Picking With Reyne – Vol. 20

September 28th, 2010 by

On Friday I ventured down to Round Top, Texas to tape another video segment for my “Art of Picking” series here on Antiques.com

It was a setup day for many of the fields; however there were a few open for business.

I’m not sure when antique dealers became interior decorators, or if this is more a sign of the times, but I was amazed at some of the things I saw.

I’ve been attending antique shows for the past 20 years.  Some were indoors, some outdoors, some high brow, and some just an over-rate thrift shop.

Back in the day, it seemed only the high brow shows had dealers setting up booths as “interiors”.  What I mean by that is they were more like a room setting out of a magazine than a dealer setting up a weekend booth to sell their wares.  There were walls, with colorful paper hiding the pegholes of the board that held the fine art hanging on it.  Sideboards with candlesticks and antique frames with vintage images inserted.  Dining room tables and chairs with a fantastic chandelier hanging over the center of it and an array of Meissen plates and vintage Steuben stemware used as place settings.

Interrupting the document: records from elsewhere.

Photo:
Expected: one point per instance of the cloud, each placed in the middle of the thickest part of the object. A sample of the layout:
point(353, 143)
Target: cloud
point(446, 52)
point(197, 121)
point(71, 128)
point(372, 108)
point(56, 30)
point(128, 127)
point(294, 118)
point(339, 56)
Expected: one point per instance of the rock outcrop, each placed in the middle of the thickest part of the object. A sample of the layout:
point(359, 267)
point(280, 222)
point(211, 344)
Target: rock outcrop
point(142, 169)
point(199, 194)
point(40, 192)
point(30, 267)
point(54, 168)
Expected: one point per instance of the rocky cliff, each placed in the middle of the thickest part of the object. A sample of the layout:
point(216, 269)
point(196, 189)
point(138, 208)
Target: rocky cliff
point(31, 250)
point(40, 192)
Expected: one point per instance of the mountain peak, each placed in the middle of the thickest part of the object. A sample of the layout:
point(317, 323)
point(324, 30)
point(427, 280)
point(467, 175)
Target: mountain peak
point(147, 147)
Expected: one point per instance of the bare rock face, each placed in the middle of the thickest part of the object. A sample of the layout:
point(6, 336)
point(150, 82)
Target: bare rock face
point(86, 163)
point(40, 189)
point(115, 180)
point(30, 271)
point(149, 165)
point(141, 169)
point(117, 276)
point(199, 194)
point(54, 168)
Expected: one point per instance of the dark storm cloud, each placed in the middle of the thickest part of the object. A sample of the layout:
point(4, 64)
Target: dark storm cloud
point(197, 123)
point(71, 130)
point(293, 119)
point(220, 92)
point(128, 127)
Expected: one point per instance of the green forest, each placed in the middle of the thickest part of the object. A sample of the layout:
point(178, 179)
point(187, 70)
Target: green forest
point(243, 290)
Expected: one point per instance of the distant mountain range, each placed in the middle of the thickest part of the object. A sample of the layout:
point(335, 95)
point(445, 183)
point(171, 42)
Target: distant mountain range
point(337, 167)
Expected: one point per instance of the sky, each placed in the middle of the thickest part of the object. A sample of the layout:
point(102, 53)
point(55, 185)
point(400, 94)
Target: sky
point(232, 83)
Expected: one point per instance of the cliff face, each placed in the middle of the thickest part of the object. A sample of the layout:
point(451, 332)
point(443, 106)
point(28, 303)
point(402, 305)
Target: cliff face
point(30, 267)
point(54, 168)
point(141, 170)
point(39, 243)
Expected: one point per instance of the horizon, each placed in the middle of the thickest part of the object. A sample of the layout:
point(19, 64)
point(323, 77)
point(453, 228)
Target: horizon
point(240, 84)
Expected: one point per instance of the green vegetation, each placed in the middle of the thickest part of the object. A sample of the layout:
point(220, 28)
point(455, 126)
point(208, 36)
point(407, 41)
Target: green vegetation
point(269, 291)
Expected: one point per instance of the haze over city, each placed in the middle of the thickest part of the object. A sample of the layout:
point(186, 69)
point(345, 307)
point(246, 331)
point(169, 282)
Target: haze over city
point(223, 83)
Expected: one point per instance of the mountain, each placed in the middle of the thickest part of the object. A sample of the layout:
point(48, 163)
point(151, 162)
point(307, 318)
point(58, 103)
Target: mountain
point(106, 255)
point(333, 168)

The middle of the road to lower end antique shows offered booths filled with tables, risers, and display cases filled to the brim with “stuff”.  The people were friendly enough (well most of them) and they were there to make a deal.

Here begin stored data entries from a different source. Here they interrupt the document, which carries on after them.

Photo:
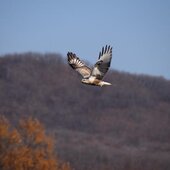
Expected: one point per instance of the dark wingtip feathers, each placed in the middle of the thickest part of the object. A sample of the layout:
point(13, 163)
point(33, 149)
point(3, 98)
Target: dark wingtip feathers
point(105, 49)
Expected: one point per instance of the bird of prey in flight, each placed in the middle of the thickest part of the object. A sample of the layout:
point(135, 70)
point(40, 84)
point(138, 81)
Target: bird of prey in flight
point(95, 75)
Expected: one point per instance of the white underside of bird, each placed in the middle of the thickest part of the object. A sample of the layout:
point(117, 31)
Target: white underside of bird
point(95, 75)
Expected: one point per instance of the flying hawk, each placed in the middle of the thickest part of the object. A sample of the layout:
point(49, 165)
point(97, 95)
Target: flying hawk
point(92, 76)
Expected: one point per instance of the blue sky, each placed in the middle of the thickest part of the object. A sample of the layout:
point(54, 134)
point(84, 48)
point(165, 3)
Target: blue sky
point(139, 31)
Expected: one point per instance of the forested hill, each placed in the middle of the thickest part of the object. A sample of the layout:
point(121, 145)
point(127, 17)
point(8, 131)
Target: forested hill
point(123, 126)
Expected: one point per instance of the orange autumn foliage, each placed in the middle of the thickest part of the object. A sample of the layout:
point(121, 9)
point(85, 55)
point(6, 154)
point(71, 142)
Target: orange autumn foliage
point(27, 147)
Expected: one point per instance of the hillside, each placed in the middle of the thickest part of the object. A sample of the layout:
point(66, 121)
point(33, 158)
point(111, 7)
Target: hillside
point(123, 127)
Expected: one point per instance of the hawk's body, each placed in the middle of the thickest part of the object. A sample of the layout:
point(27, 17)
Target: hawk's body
point(92, 76)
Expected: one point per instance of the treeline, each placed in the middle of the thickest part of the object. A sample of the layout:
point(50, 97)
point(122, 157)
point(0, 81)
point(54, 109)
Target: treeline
point(26, 146)
point(125, 126)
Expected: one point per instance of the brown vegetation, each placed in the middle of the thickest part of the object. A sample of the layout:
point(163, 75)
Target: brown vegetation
point(27, 147)
point(123, 127)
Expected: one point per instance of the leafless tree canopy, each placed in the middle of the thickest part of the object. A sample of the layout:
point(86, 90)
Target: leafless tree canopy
point(125, 126)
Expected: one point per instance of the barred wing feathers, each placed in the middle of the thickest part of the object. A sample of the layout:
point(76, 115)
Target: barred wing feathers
point(78, 65)
point(102, 65)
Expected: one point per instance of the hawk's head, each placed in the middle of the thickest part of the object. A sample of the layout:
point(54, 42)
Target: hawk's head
point(85, 81)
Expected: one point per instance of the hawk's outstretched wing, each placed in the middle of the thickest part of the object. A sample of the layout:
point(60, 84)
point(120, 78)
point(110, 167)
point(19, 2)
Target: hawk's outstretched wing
point(103, 63)
point(78, 65)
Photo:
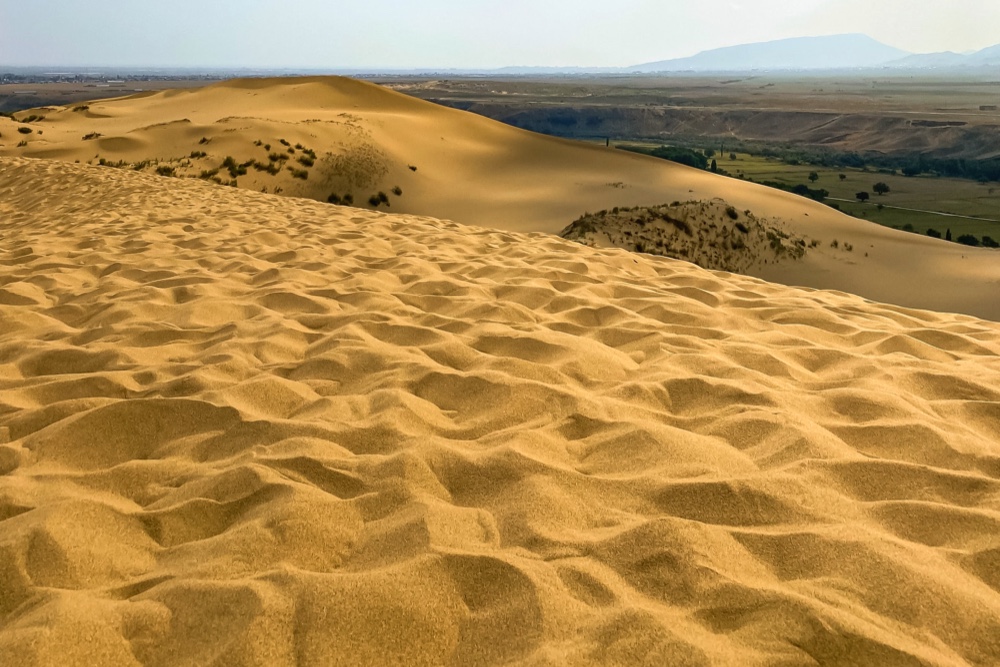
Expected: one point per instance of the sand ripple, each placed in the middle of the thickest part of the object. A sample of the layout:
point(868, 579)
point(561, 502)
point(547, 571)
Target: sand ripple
point(244, 430)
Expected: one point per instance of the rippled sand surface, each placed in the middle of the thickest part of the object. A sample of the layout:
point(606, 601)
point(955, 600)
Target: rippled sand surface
point(241, 429)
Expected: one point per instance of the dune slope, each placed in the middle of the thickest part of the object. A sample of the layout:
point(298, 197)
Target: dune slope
point(328, 136)
point(240, 429)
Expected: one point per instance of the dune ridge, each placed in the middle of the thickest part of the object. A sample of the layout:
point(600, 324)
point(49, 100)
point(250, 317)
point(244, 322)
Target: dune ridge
point(240, 429)
point(330, 137)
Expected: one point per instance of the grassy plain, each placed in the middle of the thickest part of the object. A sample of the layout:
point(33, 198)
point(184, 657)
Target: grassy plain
point(925, 202)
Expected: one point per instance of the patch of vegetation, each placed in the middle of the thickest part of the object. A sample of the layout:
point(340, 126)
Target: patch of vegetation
point(346, 200)
point(234, 169)
point(378, 199)
point(684, 156)
point(270, 167)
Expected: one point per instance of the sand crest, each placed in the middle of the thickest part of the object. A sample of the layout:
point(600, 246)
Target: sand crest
point(240, 429)
point(323, 137)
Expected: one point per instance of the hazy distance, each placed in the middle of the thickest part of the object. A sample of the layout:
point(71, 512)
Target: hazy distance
point(459, 34)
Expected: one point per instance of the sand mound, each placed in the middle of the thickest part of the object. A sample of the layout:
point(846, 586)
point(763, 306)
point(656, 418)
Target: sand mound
point(336, 139)
point(711, 234)
point(245, 430)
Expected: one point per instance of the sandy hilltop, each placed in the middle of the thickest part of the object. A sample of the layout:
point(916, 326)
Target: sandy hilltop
point(241, 429)
point(340, 140)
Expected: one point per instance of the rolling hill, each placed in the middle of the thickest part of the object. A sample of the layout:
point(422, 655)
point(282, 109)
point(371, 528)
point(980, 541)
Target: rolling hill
point(323, 137)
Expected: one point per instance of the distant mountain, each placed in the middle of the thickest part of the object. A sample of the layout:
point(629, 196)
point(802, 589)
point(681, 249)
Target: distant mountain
point(929, 60)
point(799, 53)
point(988, 57)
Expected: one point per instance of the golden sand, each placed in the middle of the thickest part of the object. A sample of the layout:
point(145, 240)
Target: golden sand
point(472, 170)
point(241, 429)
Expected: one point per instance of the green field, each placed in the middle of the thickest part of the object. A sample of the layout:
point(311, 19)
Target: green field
point(929, 196)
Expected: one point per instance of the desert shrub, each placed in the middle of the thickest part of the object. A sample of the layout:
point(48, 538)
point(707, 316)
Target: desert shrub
point(804, 190)
point(269, 167)
point(234, 169)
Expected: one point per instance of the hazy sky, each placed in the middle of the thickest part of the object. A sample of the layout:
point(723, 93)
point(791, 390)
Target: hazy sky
point(458, 33)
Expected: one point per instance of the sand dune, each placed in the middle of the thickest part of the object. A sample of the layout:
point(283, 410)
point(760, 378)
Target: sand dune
point(240, 429)
point(317, 137)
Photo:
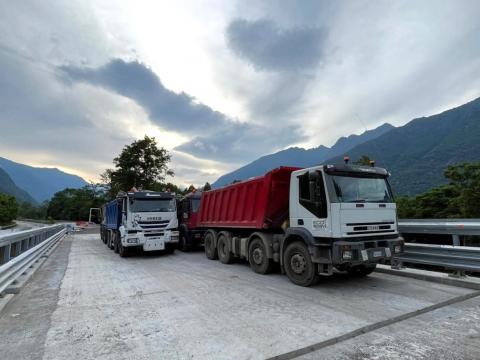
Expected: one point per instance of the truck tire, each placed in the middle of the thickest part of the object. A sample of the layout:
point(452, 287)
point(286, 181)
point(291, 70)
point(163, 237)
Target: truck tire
point(361, 270)
point(109, 238)
point(299, 266)
point(257, 257)
point(122, 250)
point(223, 248)
point(112, 239)
point(210, 249)
point(169, 248)
point(116, 239)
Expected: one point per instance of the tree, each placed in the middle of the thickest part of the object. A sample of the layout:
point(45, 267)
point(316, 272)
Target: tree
point(8, 209)
point(364, 160)
point(142, 164)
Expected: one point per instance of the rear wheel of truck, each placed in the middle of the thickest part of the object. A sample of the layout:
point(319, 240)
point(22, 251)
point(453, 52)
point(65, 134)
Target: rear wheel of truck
point(122, 250)
point(361, 270)
point(257, 257)
point(223, 248)
point(116, 239)
point(210, 249)
point(299, 266)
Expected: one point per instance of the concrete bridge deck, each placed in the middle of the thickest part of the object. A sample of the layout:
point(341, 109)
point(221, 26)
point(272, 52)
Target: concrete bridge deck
point(88, 303)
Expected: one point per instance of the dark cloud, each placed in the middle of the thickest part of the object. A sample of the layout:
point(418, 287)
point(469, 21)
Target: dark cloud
point(216, 136)
point(172, 111)
point(269, 47)
point(240, 142)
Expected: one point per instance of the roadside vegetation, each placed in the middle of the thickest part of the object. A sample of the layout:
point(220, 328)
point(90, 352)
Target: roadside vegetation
point(460, 198)
point(8, 209)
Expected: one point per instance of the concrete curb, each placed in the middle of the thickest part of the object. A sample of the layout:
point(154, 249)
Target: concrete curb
point(18, 284)
point(432, 276)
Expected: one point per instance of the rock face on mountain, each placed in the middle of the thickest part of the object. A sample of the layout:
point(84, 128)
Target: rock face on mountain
point(40, 183)
point(7, 186)
point(300, 157)
point(418, 153)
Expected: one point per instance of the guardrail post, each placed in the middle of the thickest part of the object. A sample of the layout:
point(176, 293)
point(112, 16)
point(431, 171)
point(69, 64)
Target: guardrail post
point(397, 265)
point(456, 240)
point(5, 253)
point(457, 274)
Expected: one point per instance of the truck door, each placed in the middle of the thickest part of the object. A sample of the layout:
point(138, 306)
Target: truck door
point(312, 208)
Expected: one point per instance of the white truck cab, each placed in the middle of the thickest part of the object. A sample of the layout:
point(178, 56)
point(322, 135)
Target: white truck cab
point(347, 216)
point(149, 220)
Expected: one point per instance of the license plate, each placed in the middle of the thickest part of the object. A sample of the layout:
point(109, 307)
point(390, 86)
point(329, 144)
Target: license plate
point(154, 244)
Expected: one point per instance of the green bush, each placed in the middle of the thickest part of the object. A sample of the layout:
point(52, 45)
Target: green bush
point(8, 209)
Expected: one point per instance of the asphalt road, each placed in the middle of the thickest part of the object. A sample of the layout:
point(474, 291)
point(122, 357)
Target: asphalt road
point(88, 303)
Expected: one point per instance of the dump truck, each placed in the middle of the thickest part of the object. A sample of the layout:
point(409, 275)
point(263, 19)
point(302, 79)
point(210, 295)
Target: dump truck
point(191, 236)
point(142, 220)
point(311, 221)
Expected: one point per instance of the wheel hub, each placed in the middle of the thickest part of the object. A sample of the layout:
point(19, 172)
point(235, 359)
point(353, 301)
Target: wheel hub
point(257, 256)
point(298, 263)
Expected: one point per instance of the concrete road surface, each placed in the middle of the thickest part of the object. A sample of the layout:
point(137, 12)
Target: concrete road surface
point(88, 303)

When I first started selling at shows back in I think it was 1992, my friend Rosemary and I used to comment all the time about how people had no vision, and you really needed to show them how something would look in their home.  Your booth display was half the sale.  I know some people like digging through stuff to find the gem, but most people enjoy looking at beautiful things, displayed with like items, or in a way that makes sense.

Anyhow, back to my story…dealers at the Round Top show, one after another, had been setting up their tents with interior type scenes.    Many of the booths looked like a photo straight out of Country Living magazine.

The sheer volume of repurposing was mind blowing.  It was as if everything in the world had a second life again.  I loved it! (Can’t ya tell?)

Who needs Martha Stewart to show us how to turn “everyday” items into something spectacular??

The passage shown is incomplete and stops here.